The UK and eurozone economies have recovered but are far from fully healed, next week's numbers will show
November 5, 2020

The UK economy has bounced back strongly, but it is a long way from fully recovered, next week’s numbers will show.

Thursday’s figures will show that real GDP jumped by over 15 per cent in the third quarter. That’s a record rise, following the second-quarter's record fall. However, the numbers will also show that the pace of the recovery has slowed recently, partly as a result of localised lockdowns, and that GDP is still around 8 per cent lower than it was before the pandemic.

What’s more, this upturn isn’t enough to strengthen the labour market much. Tuesday’s numbers could show that while employment stabilised last month, it is still over 650,000 lower than before the pandemic. And most economists expect it to fall further in coming months.

Employment is only part of the picture, though. The figures will also show that although total hours worked have risen recently, they are still more than 10 per cent lower than they were before the pandemic.

Nevertheless, the recent upturn in hours has helped to raise average weekly wages. The ONS could report that, having fallen over the summer, these are now more than 2 per cent up on a year ago – although such growth is far short of anything likely to raise price inflation and could be reversed by November's lockdown.
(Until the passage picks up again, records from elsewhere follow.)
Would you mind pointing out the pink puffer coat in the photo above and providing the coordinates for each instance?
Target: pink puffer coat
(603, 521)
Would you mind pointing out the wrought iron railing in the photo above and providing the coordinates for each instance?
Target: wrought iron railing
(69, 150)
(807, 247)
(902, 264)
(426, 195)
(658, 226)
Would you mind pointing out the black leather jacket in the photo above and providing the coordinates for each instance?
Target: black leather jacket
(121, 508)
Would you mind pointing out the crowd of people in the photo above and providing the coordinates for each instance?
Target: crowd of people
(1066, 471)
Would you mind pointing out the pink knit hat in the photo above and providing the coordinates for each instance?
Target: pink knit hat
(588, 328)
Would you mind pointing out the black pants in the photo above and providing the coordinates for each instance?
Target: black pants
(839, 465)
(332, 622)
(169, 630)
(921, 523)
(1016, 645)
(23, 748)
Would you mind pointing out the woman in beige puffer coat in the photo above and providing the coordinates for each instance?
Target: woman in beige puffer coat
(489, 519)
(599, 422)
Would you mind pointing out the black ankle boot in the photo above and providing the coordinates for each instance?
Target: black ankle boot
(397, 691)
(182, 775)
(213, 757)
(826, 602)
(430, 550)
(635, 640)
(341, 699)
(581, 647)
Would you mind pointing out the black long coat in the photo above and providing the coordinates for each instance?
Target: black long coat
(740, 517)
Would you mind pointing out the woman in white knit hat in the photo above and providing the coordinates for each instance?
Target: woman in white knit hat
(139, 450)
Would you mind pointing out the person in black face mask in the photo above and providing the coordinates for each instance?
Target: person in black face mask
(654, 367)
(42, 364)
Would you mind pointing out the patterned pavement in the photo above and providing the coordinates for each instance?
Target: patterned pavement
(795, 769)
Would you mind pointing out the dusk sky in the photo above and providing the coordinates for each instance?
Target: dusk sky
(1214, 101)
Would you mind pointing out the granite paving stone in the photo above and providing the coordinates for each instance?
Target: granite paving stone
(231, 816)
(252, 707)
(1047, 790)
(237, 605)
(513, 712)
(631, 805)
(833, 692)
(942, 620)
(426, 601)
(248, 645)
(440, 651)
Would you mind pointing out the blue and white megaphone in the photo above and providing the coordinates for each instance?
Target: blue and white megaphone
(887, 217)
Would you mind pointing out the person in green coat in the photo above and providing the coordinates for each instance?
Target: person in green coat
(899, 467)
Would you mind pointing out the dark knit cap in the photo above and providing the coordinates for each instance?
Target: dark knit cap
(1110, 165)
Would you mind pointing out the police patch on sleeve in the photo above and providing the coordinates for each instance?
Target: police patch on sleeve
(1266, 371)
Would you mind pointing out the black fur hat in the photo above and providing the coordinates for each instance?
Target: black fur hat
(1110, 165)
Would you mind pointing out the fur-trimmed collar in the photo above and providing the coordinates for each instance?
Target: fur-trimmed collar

Eurozone data might paint a similar picture to the UK’s. Official figures should show that industrial production has risen by around 30 per cent from April’s low, but is still around 5 per cent below it’s pre-pandemic levels. The numbers will also remind us that the peak in output was as long ago as late 2017. While the pandemic has of course greatly increased the region’s economic troubles, these were significant before then. The pandemic is not our only problem.

We should, though, get two better pieces of news. Germany’s ZEW survey should show that financial professionals are optimistic about the country’s economic prospects – albeit less so than in the summer. And Chinese data could show that the M1 measure of the money stock has risen by over 8 per cent in the last 12 months, its fastest rate since early 2018. In the past, this has been a good lead indicator of faster output growth in the country. That could be good news for emerging market and mining equities.